Created 06-13-2017 05:23 AM
Thanks @Daniel, the timestamp in my case are real time stamps that are coming from our sensors. As can be seen the timestamp values are 1969-06-1906:57:26.485 and 1988-06-2105:36:22.35 are in my table.
I inserted the data from a pyspark program, code snippet below
write_df = final_df.where(col(first_partitioned_column).isin(format(first_partition))) write_df.drop(first_partitioned_column) write_df.write.mode("overwrite").format("orc").partitionBy(first_partitioned_column).save(path)
One thing I observed was the timestamp column in write_df was of string datatype and not timestamp but then my assumption is that spark will do the cast internally where a dataframe column is string and the table column is of timestamp value.
Another thing to note is from beeline I am able to query the results without any issues.
Thanks in advance.
Created 06-13-2017 05:32 AM
I have just done another test - treated timestamp as a string. That works for me as well. See below:
beeline
> create table test_orc_t_string (b string,t timestamp) stored as ORC; > insert into table test_orc_t_string values('a', '1969-06-19 06:57:26.485'),('b','1988-06-21 05:36:22.35'); > select * from test_orc_t_string; +----------------------+--------------------------+--+ | test_orc_t_string.b | test_orc_t_string.t | +----------------------+--------------------------+--+ | a | 1969-06-19 06:57:26.485 | | b | 1988-06-21 05:36:22.35 | +----------------------+--------------------------+--+ 2 rows selected (0.128 seconds)
pyspark
>>> sqlContext.sql("select * from test_orc_t_string").show() +---+--------------------+ | b| t| +---+--------------------+ | a|1969-06-19 06:57:...| | b|1988-06-21 05:36:...| +---+--------------------+
Can you test the above at your site? Let me know how this works.
Can you also send me the output of the below from beeline:
show create table test;
Created 06-13-2017 05:43 AM
I have tested the above case and it works fine...on my end as well. Also, I created a table with the timestamp column as string and then from this temp table I inserted the data into the main table with timestamp datatype and from spark I am able to read the data without any issues.
I guess the issue is when I am inserting data from spark into hive and reading it back.

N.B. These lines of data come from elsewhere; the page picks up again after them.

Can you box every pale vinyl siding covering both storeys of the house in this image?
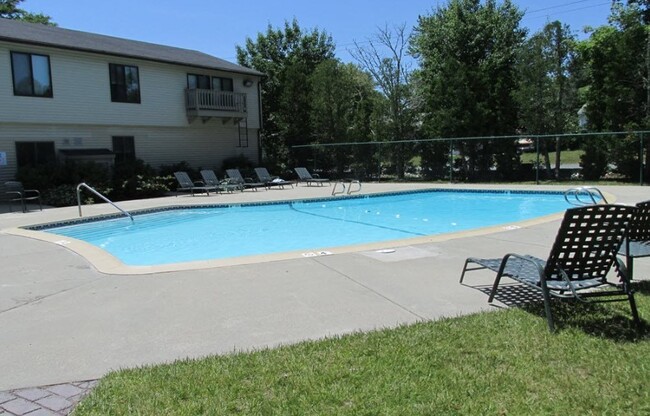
[0,42,260,183]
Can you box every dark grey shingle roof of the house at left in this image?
[0,18,263,75]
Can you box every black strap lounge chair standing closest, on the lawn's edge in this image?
[460,205,640,332]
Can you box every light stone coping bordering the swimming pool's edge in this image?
[2,188,616,275]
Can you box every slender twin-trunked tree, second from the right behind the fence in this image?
[517,21,579,178]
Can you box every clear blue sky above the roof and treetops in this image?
[20,0,611,62]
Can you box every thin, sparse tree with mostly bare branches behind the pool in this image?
[350,25,414,179]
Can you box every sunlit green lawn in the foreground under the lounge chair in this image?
[75,284,650,416]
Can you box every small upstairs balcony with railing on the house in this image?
[185,89,246,124]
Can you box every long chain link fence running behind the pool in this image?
[291,131,650,184]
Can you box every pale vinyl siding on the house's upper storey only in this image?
[0,42,259,128]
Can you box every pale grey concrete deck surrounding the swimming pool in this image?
[0,183,650,398]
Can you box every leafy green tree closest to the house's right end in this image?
[237,19,334,167]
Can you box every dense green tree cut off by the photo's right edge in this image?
[581,1,650,179]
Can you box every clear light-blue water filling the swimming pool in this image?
[43,191,569,266]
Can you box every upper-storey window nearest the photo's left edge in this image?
[11,52,52,97]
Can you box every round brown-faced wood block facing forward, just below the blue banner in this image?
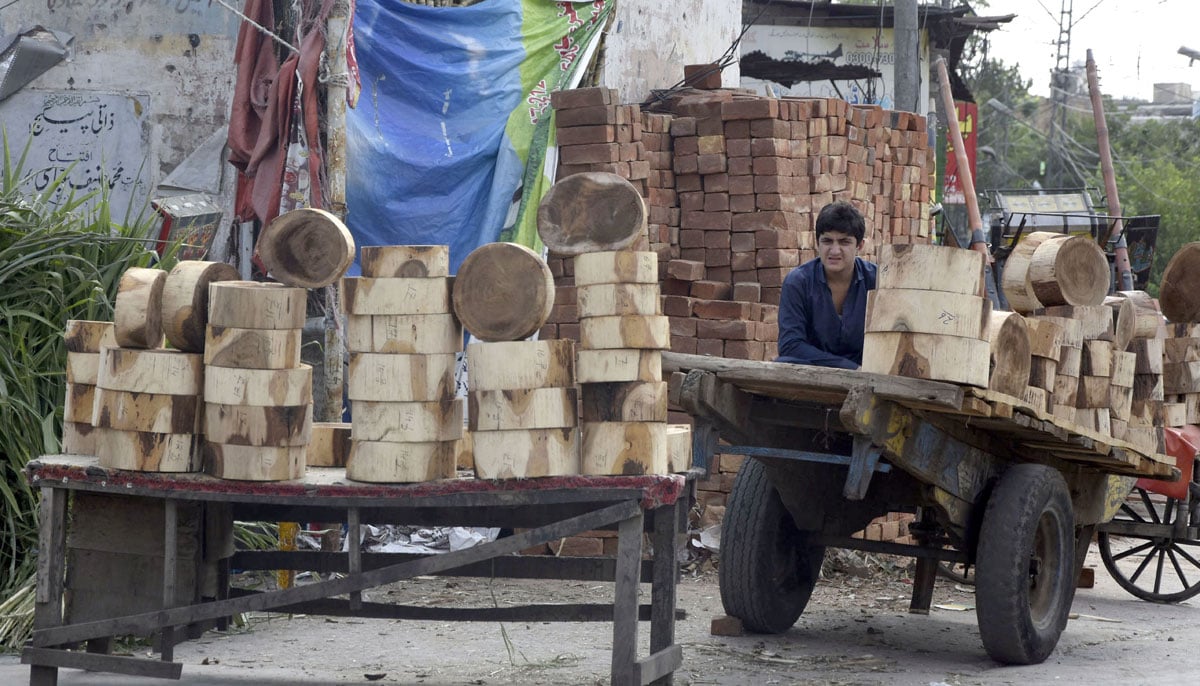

Created 06-13-2017 05:52 AM
Also see the below the structure of the dataframe before the write method is called
DataFrame[vehicle_hdr: string, vehicle_no: string, incident_timestamp: string]
Created 06-13-2017 05:59 AM
It is good to hear the sample works.
I have a feeling that problem may be with the way you created your original table.
Hence, try another thing - point your code to the test_orc_t_string table - the one from my above sample. Check if that works.
Created 06-13-2017 07:59 AM
I resolved the issue it was because the input table I had defined had string datatype, I used a cast function inside my spark code and now everything is working fine. Thanks for your help.
Created 06-13-2017 08:11 AM
That is great - thanks for letting me know